There was a sound of hurrying feet, and Ste. Marie spun about. He cried:
"Don't wait for me! Jump into the car and go! Don't wait anywhere! Come back after you've left Benham at home!"
He began to run forward toward those running feet, and he did not know that the girl followed after him. A short distance away there was a little open s.p.a.ce of moonlight, and in its midst, at full career, he met the Irishman O'Hara, a gaunt and grotesque figure in his sleeping-suit, barefooted, with empty hands. Beyond him still, some one else ran, stumbling, and sobbed and uttered mad cries.
Ste. Marie dropped his pistol to the ground and sprang upon the Irishman. He caught him about the body and arms, and the two swayed and staggered under the tremendous impact. At just that moment, from behind, came the crash of the opened door and triumphant shouts. Ste. Marie gave a little gasp of triumph, too, and clung the harder to the man with whom he fought. He drove his head into the Irishman's shoulder, and set his muscles with a grip which was like iron. He knew that it could not endure long, for the Irishman was stronger than he, but the grip of a nervous man who is keyed up to a high tension is incredibly powerful for a little while. Trained strength is nothing beside it.
It seemed to Ste. Marie in this desperate moment--it cannot have been more than a minute or two at the most--that a strange and uncanny miracle befell him. It was as if he became two. Soul and body, spirit and straining flesh, seemed to him to separate, to stand apart, each from the other. There was a thing of iron flesh and thews which had locked itself about an enemy and clung there madly with but one purpose, one single thought--to grip and grip, and never loosen until flesh should be torn from bones. But apart the spirit looked on with a complete detachment. It looked beyond--he must have raised his head to glance over O'Hara's shoulder--saw a mad figure staggering forward in the moonlight, and knew the figure for Captain Stewart. It saw an upraised arm and was not afraid, for the work was almost done now. It listened and was glad, hearing the motor-car, without the walls, leap forward into the night and its puffing grow fainter and fainter with distance. It knew that the thing of strained sinews received a crashing blow upon backflung head, and that the iron muscles were slipping away from their grip, but it was still glad, for the work was done.
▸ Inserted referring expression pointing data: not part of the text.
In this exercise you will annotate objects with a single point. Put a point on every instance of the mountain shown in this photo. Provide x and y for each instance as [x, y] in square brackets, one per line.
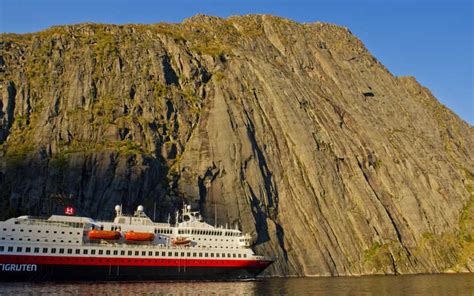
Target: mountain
[293, 132]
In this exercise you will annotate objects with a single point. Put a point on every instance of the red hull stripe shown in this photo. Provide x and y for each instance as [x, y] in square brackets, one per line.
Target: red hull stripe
[103, 261]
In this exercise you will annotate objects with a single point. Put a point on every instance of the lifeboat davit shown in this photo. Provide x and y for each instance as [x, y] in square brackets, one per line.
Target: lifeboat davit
[180, 241]
[104, 234]
[139, 236]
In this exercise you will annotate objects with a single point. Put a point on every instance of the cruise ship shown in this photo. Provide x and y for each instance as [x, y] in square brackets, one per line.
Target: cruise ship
[131, 248]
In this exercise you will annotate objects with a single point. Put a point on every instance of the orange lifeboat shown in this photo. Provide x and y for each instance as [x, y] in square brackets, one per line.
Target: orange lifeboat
[180, 241]
[104, 234]
[139, 236]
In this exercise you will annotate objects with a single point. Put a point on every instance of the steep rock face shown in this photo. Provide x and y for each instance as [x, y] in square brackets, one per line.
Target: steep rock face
[294, 132]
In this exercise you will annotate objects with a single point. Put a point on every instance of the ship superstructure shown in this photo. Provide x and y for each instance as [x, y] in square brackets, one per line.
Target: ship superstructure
[131, 247]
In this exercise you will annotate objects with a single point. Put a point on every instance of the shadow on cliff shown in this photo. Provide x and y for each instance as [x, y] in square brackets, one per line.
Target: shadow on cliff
[91, 183]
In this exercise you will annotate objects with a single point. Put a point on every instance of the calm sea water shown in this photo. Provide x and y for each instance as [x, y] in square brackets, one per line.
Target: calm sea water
[449, 284]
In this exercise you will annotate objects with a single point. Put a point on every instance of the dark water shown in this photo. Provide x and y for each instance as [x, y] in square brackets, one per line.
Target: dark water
[449, 284]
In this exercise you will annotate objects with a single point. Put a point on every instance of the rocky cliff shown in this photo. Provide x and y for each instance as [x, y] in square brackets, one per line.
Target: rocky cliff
[294, 132]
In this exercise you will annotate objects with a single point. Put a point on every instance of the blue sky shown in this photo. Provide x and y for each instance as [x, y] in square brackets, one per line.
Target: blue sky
[429, 39]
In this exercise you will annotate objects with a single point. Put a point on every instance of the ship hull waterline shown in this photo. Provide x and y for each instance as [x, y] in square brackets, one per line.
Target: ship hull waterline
[15, 270]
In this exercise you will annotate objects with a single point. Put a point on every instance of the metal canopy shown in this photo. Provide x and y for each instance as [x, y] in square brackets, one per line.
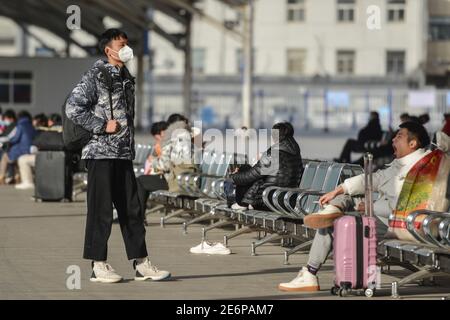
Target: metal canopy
[133, 15]
[52, 15]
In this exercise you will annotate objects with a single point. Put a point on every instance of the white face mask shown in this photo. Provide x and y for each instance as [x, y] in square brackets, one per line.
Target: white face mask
[125, 54]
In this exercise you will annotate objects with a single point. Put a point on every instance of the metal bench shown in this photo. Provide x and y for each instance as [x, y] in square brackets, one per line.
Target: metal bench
[306, 202]
[188, 183]
[428, 257]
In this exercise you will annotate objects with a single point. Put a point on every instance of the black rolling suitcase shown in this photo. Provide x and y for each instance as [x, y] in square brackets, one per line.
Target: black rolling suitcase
[53, 176]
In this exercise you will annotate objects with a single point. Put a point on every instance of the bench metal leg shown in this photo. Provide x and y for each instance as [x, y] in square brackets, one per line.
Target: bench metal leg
[156, 208]
[218, 224]
[272, 237]
[243, 230]
[419, 275]
[171, 215]
[203, 217]
[300, 247]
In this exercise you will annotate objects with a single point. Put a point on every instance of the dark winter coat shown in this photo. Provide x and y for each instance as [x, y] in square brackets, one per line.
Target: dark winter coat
[281, 165]
[89, 106]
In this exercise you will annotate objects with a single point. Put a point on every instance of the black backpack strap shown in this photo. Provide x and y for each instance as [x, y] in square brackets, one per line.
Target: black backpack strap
[108, 81]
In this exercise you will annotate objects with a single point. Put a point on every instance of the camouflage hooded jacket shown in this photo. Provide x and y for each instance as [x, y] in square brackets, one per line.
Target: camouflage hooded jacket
[88, 106]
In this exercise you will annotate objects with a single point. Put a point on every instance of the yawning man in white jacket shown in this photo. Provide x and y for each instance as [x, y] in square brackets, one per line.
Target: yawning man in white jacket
[409, 147]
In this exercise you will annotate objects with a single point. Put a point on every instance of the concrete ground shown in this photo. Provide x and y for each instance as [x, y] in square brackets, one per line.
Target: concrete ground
[39, 241]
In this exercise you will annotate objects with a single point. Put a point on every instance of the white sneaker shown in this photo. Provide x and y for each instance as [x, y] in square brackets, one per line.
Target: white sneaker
[103, 272]
[217, 248]
[305, 281]
[24, 186]
[145, 270]
[324, 218]
[204, 245]
[237, 207]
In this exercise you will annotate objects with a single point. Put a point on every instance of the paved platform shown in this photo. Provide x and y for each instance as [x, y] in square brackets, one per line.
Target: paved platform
[39, 241]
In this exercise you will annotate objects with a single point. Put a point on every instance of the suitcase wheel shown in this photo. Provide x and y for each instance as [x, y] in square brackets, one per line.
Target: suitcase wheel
[343, 292]
[369, 293]
[334, 291]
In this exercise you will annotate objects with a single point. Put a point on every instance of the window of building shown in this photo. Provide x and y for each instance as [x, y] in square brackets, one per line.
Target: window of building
[346, 62]
[296, 10]
[198, 60]
[439, 29]
[240, 60]
[395, 62]
[7, 42]
[15, 87]
[296, 59]
[396, 10]
[346, 10]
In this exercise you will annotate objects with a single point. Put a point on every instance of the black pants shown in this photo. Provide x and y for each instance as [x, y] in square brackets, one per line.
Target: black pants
[113, 182]
[350, 146]
[147, 184]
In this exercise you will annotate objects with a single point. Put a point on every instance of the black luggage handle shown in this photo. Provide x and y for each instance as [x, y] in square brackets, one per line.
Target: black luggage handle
[368, 167]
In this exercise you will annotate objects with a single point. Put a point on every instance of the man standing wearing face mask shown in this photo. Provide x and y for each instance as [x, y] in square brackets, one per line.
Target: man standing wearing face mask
[103, 104]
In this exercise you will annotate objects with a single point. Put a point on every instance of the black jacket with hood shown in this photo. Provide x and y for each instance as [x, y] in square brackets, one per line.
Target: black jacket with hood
[281, 165]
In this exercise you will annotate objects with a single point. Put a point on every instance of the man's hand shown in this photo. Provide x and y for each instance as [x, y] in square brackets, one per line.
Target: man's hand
[326, 198]
[112, 126]
[361, 207]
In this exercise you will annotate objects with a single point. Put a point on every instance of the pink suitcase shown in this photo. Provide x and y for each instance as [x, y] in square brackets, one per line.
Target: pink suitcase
[355, 247]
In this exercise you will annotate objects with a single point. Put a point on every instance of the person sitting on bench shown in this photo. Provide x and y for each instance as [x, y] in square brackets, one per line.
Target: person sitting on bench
[280, 165]
[409, 147]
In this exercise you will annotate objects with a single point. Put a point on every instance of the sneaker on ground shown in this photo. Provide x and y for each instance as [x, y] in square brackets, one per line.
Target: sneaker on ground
[145, 270]
[204, 245]
[238, 207]
[324, 218]
[104, 273]
[24, 186]
[305, 281]
[217, 248]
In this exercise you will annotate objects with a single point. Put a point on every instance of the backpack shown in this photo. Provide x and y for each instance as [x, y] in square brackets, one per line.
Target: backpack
[75, 137]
Only at the last, before red and whirling lights had obscured the view, before consciousness was dissolved in unconsciousness, came horror and agony, for the eyes saw Captain Stewart back away and raise the thing he had struck with, a large revolver, saw Coira O'Hara, a swift and flashing figure in the moonlight, throw herself upon him before he could fire, heard together a woman's scream and the roar of the pistol's explosion, and then knew no more.
XXVIII
MEDEA'S LITTLE HOUR
When Coira O'Hara came to herself from the moment's swoon into which she had fallen, she rose to her knees and stared wildly about her. She seemed to be alone in the place, and her first thought was to wonder how long she had lain there. Captain Stewart had disappeared. She remembered her struggle with him to prevent him from firing at Ste. Marie, and she remembered her desperate agony when she realized that she could not hold him much longer. She remembered the accidental discharge of the revolver into the air; she remembered being thrown violently to the ground--and that was all.